La commune de Saint-Mathurin se cherche un maire
Saint-Mathurin dispose d'un conseil d'élus mais n'a pas encore de maire ni d'adjoints.
Saint-Mathurin, commune de 1800 habitants aux portes des Sables-d'Olonne, n'a toujours pas de maire. Bernard Frappier, qui avait assuré un intérim d'un peu moins d'un an, à la suite du décès du maire, pensait bien en avoir fini et passer l'écharpe à son successeur vendredi dernier. Sauf qu'à Saint-Mathurin, on n'est pas à un coup de théâtre près. Déjà, les élections ont été mouvementées. Deux listes se présentaient. A chaque tour, les deux chefs de file ont été blackboulés. Résultat des urnes : 12 élus pour une liste, dont deux adjoints et une conseillère sortants, 6 élus pour l'autre liste et un élu en individuel, un adjoint sortant. L'affaire paraissait entendue. Les 19 élus avaient même prévu de se rencontrer jeudi soir, afin de préparer l'élection du maire et des adjoints le lendemain.

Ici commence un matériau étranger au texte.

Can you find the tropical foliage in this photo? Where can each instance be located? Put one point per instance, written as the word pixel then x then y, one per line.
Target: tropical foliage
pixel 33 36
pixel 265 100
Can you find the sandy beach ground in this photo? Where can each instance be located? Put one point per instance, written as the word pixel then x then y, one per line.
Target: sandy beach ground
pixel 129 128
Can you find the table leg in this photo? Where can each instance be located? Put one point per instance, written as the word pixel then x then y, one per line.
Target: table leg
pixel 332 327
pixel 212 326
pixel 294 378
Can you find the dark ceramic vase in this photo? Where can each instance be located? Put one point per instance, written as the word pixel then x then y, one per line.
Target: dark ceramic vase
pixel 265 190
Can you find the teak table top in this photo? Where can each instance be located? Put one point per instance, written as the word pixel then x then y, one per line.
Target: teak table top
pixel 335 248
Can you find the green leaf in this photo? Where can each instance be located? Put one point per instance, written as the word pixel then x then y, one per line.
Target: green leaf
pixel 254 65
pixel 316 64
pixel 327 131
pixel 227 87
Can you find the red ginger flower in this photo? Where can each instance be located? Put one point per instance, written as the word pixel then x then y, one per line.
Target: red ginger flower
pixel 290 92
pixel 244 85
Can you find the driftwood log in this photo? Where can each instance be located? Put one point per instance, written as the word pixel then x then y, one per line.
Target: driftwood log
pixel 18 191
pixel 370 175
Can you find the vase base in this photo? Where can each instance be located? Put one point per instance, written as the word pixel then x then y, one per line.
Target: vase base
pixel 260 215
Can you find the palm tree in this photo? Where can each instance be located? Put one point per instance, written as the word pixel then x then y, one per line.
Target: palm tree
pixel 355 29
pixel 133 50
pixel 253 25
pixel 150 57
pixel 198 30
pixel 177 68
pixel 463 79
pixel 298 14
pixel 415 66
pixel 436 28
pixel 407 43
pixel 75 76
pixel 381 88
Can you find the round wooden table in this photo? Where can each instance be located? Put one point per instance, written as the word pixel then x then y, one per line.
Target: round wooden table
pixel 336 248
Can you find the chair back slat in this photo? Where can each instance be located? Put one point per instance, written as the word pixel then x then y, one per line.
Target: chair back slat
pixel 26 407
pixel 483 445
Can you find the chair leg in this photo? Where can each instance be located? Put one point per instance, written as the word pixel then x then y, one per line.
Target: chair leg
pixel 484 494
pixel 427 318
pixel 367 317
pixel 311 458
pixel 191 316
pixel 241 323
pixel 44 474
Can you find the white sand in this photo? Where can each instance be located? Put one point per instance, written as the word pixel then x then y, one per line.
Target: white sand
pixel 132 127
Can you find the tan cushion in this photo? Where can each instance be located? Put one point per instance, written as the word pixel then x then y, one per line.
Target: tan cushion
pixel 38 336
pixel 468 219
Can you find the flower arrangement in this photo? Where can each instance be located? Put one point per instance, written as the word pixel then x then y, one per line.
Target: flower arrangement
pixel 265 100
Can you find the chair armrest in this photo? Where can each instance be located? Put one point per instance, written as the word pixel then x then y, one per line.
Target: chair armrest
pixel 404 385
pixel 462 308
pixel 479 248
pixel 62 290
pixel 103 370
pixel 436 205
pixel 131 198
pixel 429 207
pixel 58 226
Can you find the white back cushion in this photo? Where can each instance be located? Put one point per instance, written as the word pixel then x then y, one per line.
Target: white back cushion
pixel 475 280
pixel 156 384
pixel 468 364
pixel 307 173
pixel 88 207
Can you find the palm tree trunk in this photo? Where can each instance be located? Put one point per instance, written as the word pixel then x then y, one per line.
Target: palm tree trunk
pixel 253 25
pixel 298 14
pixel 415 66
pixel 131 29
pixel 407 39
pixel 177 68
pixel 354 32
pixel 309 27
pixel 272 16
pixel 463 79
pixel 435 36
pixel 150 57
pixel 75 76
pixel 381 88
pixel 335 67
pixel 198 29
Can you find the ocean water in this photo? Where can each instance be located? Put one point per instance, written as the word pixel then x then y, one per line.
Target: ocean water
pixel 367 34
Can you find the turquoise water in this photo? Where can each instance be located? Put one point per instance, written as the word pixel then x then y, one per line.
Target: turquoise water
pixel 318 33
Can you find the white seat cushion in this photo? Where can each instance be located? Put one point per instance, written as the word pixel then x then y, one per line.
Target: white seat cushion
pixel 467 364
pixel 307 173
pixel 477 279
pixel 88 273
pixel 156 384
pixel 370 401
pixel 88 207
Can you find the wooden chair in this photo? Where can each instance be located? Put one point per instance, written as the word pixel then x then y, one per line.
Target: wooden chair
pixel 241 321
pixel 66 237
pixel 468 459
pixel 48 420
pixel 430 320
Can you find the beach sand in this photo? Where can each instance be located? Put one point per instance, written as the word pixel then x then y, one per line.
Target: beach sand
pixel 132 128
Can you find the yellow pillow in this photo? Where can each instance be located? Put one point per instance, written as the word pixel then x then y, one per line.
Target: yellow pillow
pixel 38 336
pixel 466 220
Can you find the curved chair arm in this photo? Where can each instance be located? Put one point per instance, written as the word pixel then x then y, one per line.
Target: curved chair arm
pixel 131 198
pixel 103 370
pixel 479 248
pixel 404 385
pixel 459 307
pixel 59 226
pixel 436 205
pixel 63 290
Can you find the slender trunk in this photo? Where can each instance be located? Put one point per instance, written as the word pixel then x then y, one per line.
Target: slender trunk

Le conseil de nouveau convoqué
C'est alors que tout a dérapé. « Une majorité était d'accord pour voter en faveur du candidat libre en tant que maire », explique un des élus de la liste minoritaire « Nouvel élan pour Saint-Mathurin ». Mais il a refusé le poste. C'est alors qu'un candidat de l'autre liste s'est dévoilé, par défaut. Nous, nous n'en voulions pas. »
Premier achoppement qui débouche rapidement sur un second. La liste minoritaire espérait un poste d'adjoint pour l'un des siens, le mieux élu de tous les conseillers municipaux. « Cela nous a été refusé. » Sitôt la réunion terminée, les six colistiers décident de démissionner. C'est ce qu'ils feront, le lendemain, une fois la séance du conseil municipal ouverte et quitteront immédiatement la salle pour éviter que soit procédé à l'élection du maire. « A aucun moment, nous ne remettons en cause la décision de la liste « Ensemble pour Saint-Mathurin » de fermer la porte à notre liste. La majorité leur permet ce genre d'attitude. Nous reprochons seulement la manière dont cela a été fait, dans la plus parfaite hypocrisie », en terminent les démissionnaires.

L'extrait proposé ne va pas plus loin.